We lost in the state finals but the recruitment letters had been pouring in for months. While I still had a lot of confidence in my game, my focus had shifted to picking a good school, not attended a college because of their excellent basketball team.
When a local Division I college came calling, I knew that I could get both a great education and make a difference on their team. The basketball team had recently made the jump from Division II to Division I and was happy to see me get my game back. When I was a sophomore, the coach sent me a nice letter that I ripped up and threw in the garbage. At the time I didn’t think that they would be worthy of my services, but now I just feel lucky to be of service and getting a full scholarship.
It was spring again and the anniversary of my dad’s death was once again upon me. What a difference a year had made—it had taken a near-death experience and two
loving people to elevate me to a much higher place. I met Mr. C at his classroom after my day ended and read my usual story to his class. We got in his car and drove away from the school and toward home.
When Mr. C slowly came to a stop across the street from my old house our thoughts had once again connected. He reached into the back seat of his car and pulled out a bouquet of bright, colorful tulips. Mr. Cohen waited for me in the car as I strolled up the walk and stopped next to “the spot”. I took two yellow tulips out and placed them on the ground.
I saw a little kid staring at me from the screen door and he excitedly ran and got his mother. She initially said, “Can I help you” but when her son pulled her arm and said, “Mom, that’s Darius Mitchell.” She smiled and said, “Would you like to come in?” I said “This used to be my house” and I walked around my house and basked in all of the familiar sights.
We spent a few minutes on the house tour and then I said, “My dad’s waiting for me in the car.” It had been a while since I used the word dad in a sentence in the present
tense. For all intents and purposes, Mr. Cohen had taken the torch passed to him by my dad, the original D Mitch. Mrs. Williams and her son Shawn walked out to the car with me and Shawn even brought his basketball with him.
Mr. Cohen got out of the car and I said “Mrs. Williams, this is my dad Mr. Cohen.” Mr. C looked at me as tears welled up in his eyes. He introduced himself to Mrs. Williams and she recognized him from the school. “You’re that third grade teacher my son is always talking about. Do you think you can get him in your class next year?” Mr. Cohen looked at me and said to Mrs. Williams, “Well, if he’s anything like Darius then it would be my pleasure.”
I played with Shawn Williams for a few more minutes and then got back in the car.

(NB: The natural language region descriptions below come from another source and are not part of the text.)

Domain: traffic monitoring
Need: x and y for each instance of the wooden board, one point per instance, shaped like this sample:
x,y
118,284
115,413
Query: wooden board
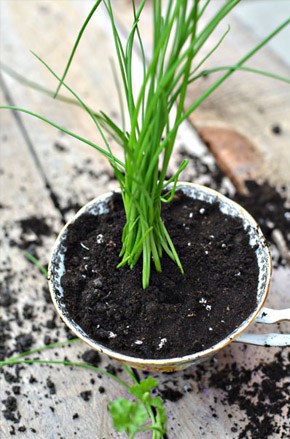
x,y
38,157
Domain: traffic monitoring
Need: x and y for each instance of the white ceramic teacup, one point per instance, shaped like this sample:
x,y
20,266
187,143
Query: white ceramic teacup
x,y
259,314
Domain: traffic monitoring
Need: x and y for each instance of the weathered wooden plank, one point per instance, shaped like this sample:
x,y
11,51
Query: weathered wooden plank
x,y
24,294
65,166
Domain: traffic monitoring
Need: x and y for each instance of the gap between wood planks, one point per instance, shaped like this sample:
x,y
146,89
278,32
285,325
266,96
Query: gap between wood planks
x,y
31,148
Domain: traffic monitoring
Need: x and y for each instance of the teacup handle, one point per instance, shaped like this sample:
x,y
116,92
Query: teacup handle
x,y
268,316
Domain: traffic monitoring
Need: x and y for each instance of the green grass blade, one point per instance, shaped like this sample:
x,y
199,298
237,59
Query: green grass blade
x,y
86,22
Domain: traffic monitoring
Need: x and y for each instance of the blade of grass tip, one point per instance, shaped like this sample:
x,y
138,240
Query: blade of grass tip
x,y
119,92
70,133
85,107
143,58
32,259
86,22
101,117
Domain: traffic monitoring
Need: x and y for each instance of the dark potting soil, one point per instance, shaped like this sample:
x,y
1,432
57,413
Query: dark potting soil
x,y
177,314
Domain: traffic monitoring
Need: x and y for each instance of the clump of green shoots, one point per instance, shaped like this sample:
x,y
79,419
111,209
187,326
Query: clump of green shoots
x,y
155,113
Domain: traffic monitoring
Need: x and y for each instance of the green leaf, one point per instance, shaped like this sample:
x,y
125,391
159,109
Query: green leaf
x,y
142,390
127,416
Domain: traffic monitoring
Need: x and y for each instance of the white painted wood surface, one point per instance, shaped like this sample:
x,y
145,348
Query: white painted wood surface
x,y
49,28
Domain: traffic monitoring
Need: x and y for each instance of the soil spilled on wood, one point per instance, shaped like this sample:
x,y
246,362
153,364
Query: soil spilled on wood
x,y
198,308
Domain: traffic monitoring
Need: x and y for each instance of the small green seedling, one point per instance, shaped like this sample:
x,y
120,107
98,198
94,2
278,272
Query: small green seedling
x,y
144,413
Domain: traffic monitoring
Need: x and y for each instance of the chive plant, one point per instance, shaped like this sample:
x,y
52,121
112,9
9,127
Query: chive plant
x,y
155,113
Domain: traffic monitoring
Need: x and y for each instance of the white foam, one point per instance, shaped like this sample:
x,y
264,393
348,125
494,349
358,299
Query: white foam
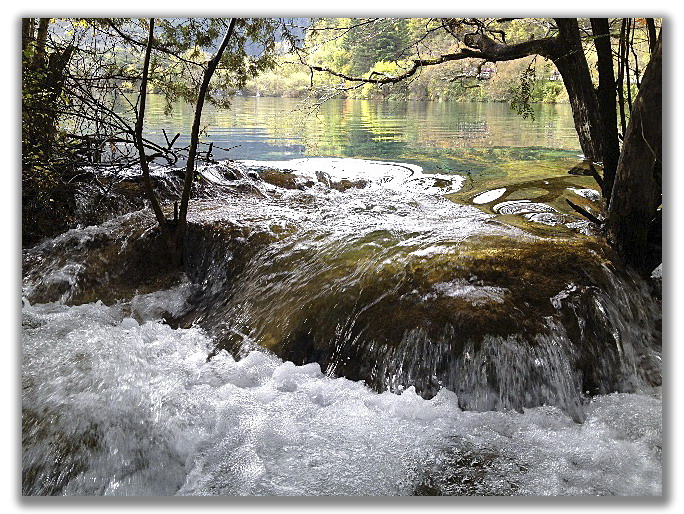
x,y
147,414
489,196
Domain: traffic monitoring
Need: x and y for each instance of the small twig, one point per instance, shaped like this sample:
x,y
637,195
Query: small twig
x,y
584,213
596,176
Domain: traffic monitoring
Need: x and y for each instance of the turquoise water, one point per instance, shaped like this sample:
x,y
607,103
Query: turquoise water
x,y
468,138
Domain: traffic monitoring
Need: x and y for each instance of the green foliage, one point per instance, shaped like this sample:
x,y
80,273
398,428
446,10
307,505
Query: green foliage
x,y
522,95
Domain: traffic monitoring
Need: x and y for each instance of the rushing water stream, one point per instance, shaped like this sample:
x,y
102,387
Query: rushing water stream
x,y
341,328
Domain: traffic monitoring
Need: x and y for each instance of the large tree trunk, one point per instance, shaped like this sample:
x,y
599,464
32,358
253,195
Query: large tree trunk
x,y
607,104
637,191
568,56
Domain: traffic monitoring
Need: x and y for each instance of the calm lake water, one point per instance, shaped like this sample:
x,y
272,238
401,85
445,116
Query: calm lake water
x,y
440,136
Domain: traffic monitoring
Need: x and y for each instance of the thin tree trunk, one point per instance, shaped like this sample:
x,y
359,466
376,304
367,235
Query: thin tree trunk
x,y
139,123
621,77
194,139
41,40
569,58
607,104
637,192
28,27
652,36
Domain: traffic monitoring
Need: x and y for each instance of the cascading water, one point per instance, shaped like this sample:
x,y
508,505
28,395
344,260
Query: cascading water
x,y
339,329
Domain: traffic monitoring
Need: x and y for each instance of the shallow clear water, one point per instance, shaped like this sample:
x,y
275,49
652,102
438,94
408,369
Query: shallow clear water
x,y
474,139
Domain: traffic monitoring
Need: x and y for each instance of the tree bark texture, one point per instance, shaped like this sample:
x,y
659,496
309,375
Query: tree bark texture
x,y
637,191
607,104
568,56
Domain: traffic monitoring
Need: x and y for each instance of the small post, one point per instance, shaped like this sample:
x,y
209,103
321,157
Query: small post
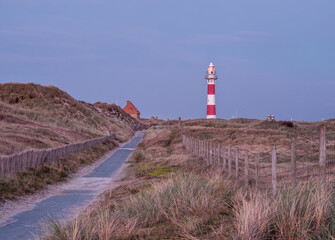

I reached down under my seat, picked up jersey and walked back across the street. “Hey Shawn” I said as I flipped the jersey at him – “Make me proud.” Shawn immediately put the jersey on and was dribbling with the dress-like jersey blanketed his small frame.
We pulled away from my old house and Shawn and his mother were saying “Thank you!” and “Don’t be a stranger.”
I looked over at Mr. Cohen and he smiled a teary smile at me. I returned the smile and extended my black fist toward his strong, white first. Our knuckles banged together and I thought that life could only get better with the Vanilla Funk around.